The recent surge in Islamic fundamentalism has been a source of worry and discomfort not only to the Western powers but nearly to all the regimes in the Middle East. This has been particularly true in the case of countries which have vital interests in the area and whose technological development and daily life heavily depends on the availability of energy derived from petroleum. These vast oil resources are controlled in the Middle East by Kuwait, Iran, Iraq, Saudi Arabia and United Arab Emirates. Saudi Arabia has the largest petroleum reserves followed by Iran and Iraq. Iran possesses the second largest gas reserves in the world, estimated to last for 1,200 years under the present level of global consumption. It has the most literate (82.3 percent adult population) and highly educated population of 71.2 million, much exceeding those of all the others combined. Its remarkable Gross Domestic Product (GDP) was 286 billion with an impressive 6.9 percent (2002-2006) annual growth rate of real GDP, despite all international economic sanctions against it. [The Economist, Pocket World in Figures, 2910 Edition, p. 263.]
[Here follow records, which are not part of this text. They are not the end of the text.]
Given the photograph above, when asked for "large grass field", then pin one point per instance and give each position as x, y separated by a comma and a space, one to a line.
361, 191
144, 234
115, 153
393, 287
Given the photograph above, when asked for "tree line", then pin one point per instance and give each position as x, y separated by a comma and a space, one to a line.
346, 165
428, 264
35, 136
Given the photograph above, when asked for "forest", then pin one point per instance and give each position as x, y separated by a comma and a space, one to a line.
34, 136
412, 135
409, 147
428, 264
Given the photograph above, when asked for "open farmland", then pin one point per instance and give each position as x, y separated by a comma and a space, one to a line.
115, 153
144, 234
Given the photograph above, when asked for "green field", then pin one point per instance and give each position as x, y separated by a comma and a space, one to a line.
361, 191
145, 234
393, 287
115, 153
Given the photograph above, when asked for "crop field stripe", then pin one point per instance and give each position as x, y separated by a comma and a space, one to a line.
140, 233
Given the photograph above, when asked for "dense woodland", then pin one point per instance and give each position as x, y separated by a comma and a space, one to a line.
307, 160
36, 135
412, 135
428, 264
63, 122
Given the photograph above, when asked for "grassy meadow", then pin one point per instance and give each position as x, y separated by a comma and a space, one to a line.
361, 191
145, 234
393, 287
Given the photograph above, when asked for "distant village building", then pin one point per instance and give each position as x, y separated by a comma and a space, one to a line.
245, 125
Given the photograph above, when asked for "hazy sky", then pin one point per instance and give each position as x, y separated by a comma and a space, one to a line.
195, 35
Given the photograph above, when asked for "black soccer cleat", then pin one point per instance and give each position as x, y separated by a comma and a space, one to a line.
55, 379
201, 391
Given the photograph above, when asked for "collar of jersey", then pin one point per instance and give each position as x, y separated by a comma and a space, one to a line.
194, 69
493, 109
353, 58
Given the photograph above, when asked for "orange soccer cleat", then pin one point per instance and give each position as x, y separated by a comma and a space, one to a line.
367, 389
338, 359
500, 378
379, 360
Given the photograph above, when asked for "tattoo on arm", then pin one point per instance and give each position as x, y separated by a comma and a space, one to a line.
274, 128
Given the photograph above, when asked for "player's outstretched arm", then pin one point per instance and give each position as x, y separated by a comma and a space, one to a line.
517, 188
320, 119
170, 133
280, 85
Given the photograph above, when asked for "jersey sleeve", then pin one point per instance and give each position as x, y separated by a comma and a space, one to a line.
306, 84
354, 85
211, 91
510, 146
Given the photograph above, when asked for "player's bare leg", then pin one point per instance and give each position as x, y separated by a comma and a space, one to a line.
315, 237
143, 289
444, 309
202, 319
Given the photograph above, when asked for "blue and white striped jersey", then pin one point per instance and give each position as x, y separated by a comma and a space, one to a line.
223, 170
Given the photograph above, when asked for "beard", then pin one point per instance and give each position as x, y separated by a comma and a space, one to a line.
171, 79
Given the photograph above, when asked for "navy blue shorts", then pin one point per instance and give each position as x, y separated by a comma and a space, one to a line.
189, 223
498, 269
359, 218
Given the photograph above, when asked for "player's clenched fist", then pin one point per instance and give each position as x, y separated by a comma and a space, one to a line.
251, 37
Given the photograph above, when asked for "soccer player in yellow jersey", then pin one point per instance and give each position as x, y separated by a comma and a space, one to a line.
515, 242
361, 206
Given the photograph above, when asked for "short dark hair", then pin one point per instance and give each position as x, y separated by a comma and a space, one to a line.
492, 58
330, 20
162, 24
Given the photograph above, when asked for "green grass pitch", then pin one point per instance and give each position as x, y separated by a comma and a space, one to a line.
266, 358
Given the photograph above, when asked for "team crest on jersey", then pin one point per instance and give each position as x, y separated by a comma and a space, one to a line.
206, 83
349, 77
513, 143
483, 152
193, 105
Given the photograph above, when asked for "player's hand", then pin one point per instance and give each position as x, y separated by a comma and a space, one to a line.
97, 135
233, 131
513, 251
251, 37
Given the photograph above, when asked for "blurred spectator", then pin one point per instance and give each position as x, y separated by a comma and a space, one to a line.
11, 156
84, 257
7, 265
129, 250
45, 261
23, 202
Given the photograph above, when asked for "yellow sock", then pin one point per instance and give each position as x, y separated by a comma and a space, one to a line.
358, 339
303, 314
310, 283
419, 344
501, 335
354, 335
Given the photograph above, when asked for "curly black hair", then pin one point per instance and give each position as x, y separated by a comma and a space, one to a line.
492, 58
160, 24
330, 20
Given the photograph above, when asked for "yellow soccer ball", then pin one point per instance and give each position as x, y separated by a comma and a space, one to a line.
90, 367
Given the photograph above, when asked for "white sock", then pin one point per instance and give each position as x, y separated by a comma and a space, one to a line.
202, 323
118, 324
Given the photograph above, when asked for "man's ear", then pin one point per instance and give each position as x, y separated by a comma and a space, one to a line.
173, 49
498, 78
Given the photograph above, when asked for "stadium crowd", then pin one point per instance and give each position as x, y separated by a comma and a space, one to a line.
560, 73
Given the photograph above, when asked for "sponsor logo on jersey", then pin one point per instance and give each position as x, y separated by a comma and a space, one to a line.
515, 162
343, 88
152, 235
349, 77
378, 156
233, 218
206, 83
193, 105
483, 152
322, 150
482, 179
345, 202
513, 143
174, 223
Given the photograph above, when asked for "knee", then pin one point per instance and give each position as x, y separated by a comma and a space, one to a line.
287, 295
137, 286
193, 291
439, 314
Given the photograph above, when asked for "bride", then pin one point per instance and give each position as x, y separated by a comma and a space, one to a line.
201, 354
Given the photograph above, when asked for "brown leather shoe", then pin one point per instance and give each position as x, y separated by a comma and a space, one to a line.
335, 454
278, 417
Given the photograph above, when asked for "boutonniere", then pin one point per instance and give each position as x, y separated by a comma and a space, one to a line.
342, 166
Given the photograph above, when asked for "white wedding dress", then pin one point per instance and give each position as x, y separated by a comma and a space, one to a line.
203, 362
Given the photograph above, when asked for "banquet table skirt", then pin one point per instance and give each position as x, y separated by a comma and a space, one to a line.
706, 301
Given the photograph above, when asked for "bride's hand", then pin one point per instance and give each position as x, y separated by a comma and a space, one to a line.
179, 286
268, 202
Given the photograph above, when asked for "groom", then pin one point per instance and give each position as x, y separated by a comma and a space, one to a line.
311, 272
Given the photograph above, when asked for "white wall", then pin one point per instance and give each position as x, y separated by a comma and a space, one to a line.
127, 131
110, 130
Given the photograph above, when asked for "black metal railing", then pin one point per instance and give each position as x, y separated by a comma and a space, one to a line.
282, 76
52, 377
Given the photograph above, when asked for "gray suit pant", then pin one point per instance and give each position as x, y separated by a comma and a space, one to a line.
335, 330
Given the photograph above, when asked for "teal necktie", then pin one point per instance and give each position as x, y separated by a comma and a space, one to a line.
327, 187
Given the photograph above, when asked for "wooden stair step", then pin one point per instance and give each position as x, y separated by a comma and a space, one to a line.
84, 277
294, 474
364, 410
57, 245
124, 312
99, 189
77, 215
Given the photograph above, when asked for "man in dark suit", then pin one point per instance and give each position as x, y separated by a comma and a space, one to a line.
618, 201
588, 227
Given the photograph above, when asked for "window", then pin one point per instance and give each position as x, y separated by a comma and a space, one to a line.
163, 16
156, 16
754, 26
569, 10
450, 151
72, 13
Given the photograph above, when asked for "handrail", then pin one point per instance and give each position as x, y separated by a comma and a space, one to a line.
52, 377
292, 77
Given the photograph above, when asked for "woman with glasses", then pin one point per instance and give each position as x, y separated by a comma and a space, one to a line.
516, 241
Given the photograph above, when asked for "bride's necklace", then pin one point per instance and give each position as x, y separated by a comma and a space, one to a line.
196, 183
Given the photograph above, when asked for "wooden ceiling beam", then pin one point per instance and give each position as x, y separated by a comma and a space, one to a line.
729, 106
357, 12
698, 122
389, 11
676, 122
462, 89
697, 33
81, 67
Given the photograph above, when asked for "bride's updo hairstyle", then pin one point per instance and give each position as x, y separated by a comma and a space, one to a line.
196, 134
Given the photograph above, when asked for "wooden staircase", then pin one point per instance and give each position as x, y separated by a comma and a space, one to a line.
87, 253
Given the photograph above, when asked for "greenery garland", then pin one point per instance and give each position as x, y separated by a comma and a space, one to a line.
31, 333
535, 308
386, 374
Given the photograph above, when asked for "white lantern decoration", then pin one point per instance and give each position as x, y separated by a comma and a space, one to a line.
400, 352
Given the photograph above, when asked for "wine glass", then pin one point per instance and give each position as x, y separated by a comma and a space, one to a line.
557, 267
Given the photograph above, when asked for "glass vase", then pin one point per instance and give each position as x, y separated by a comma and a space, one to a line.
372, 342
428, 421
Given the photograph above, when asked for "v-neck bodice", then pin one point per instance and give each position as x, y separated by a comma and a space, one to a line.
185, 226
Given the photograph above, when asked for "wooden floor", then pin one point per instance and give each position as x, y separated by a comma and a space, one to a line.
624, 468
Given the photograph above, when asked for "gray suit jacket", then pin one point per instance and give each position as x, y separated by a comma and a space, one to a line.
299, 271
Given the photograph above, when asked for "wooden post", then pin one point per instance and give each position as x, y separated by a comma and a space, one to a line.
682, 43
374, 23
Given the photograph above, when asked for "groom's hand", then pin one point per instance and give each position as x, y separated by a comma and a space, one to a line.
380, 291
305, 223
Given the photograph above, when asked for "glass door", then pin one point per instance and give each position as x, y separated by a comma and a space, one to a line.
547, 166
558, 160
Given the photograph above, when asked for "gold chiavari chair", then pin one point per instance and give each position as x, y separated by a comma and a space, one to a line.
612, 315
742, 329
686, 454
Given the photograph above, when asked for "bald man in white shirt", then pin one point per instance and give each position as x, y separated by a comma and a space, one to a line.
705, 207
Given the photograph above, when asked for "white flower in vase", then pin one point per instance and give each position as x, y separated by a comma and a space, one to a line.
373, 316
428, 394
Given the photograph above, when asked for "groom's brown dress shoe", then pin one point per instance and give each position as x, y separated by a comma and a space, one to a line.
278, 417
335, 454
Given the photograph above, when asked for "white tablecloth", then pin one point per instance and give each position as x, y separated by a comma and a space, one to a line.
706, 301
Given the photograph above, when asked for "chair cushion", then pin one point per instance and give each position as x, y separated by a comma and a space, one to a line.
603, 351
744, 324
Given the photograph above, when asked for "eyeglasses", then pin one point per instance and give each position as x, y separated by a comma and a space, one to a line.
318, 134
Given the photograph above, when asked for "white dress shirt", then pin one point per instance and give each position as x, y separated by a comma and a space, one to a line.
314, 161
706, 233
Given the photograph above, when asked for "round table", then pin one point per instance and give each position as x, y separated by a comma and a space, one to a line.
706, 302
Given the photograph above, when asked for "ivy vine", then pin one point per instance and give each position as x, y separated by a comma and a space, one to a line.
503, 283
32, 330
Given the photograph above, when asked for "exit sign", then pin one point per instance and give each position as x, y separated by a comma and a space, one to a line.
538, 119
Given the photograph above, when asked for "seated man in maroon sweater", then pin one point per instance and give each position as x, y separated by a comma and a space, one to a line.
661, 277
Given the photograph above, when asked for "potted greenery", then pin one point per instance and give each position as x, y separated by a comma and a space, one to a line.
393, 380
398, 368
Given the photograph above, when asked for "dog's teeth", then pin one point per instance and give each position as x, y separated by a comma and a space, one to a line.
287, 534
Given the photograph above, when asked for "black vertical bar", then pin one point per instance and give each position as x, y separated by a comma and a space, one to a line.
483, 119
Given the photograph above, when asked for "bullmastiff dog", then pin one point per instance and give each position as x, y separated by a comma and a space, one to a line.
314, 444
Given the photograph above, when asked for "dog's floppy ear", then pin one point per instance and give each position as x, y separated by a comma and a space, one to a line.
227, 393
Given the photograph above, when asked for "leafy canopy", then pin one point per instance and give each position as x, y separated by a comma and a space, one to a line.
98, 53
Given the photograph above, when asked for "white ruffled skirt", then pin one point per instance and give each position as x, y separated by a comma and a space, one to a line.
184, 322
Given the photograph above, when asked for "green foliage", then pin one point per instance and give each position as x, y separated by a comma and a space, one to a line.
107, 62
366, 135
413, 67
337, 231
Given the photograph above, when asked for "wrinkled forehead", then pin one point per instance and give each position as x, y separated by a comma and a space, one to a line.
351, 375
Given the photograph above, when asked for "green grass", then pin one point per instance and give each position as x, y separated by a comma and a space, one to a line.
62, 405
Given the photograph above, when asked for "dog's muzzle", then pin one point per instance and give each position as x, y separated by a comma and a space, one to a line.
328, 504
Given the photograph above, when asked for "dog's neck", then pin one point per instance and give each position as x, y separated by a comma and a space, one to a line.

Iran is also a large country (1,648,000 sq km) most strategically located in the Middle East, having an extended border with the countries of ex-Soviet Union in the north, with Iraq and Turkey in the west, Afghanistan and Pakistan in the east, and the Persian Gulf and sea of Oman in the south with control over all northern shores of both. Consequently, Iran considers itself the legitimate authority as the guardian of the Persian Gulf and views the presence of foreign powers as an infringement on its legitimate right. Iran believes that the Persian Gulf should be governed by the countries bordering it, the major authority being vested on Iran because of some 40 percent of shores and Straight of Hormuz, the only exit from the Gulf, under its control. During the last decade, Iran has been in the process of developing political and ideological influence among all countries bordering it plus those of Central Asia.
This unique strategic position of Iran has always attracted the attention of great Western powers such as Great Britain, France, Germany, the old Russia and then theSoviet Union, and for the last four decades, the United States. Presently both Russia and China have established friendly relations with Iran. France, England and Germany are trying to recover their pre-Revolution positions, though not their influence. The point is that there cannot be any plan to stabilize the region with the exclusion of Iran. This country has been and is the pillar of the Middle East diplomacy. It is a country that has kept its independence for nearly 3,000 years and by high cultural and intellectual heritage has been able to assimilate temporary conquerors into its culture and transform them. It has always resented outside influence and reacted until it is eliminated. Here are two recent examples: The nationalization of oil industries, controlled for over four decades by British interests and ousting them in the late 1940s. Ousting of Americans by the Islamic Revolution of 1979, who had come to the position of influence in 1953 by ousting the democratic government of Prime Minister Dr. Mossaddegh and reestablishing the dictatorial regime of Mohammad Reza Shah.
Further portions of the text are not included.